Gravimetry is the measurement of the strength of a gravitational field. Measurements of this field allow the estimation of rocks density and, consequently, the identification of geological structure. The density of rocks varies great and it is determined by their mineral composition, porosity, fracturing and fluid content.
Gravimetry is used for geological mapping, solid mineral prospecting, oil & gas prospecting etc. It is direct detection method for the prospecting of chromite and polymetallic ores.
Gravimetry has one of the biggest investigation depths amongst geophysical methods. Gravity anomalies have more smooth shape than magnetic ones over the same geological bodies, so it is easier to provide the geological interpretation of gravimetry data. Gravity surveys fulfilled in complex with other geophysical methods allow us to investigate the deep structure of the survey area. Even weak gravity anomalies, caused either by small deposits or ore-bearing tectonic dislocations, can be detected by gravimery if it has been done with necessary accuracy and survey scale (1:10 000 & more).
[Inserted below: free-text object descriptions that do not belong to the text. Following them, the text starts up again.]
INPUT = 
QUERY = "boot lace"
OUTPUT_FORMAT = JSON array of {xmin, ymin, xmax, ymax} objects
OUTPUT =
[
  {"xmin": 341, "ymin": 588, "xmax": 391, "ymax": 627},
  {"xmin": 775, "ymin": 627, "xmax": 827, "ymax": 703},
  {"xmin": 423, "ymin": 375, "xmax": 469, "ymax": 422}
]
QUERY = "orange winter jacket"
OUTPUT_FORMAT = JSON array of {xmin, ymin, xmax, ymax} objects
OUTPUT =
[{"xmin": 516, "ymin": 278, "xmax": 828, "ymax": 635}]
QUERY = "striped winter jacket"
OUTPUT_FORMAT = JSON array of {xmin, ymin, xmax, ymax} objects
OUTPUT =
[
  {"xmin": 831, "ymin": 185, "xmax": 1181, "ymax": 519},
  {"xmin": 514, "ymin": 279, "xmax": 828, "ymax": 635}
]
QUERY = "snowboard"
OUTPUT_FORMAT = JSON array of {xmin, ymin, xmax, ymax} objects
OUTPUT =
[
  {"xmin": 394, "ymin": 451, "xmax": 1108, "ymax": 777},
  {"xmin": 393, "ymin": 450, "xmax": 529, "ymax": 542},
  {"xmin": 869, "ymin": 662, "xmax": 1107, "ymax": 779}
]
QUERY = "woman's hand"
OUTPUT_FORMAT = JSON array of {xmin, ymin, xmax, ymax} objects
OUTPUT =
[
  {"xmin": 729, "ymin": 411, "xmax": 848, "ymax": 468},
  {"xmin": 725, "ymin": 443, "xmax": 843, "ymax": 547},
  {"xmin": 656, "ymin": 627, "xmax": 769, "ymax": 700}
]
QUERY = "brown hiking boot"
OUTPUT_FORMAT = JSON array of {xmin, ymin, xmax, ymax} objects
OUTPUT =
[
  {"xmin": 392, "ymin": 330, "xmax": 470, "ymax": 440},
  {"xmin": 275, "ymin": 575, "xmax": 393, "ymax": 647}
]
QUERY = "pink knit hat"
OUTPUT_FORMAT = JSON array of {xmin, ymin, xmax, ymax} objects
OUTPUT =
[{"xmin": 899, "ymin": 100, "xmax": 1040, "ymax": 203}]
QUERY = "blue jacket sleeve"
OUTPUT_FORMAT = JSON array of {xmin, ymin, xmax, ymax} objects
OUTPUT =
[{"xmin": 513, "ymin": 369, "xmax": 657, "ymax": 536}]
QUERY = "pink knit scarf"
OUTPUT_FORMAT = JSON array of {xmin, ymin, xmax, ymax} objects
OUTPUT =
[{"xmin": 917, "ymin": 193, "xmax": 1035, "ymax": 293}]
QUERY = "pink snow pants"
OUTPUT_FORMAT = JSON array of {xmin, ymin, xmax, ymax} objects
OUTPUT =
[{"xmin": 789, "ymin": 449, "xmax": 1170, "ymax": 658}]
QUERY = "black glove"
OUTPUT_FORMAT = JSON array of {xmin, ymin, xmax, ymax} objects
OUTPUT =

An instrument used to measure gravity is known as a gravimeter. Most of such instruments are based on principle of “spring balance” which are equipped by special tools in order to provide high precision of measurements. Besides of spring sensors, modern gravimetry systems include thermo-stabilized vacuum tank, advanced optical recording system, etc. The gravimeters are susceptible to extraneous vibrations including noise that tend to cause oscillatory accelerations.
Modern gravity surveys require detailed digital topography model of the area of interest with precise elevation determination ( ±1 – 5 cm).
The necessity of ground topography surveys makes the gravimetry expensive enough.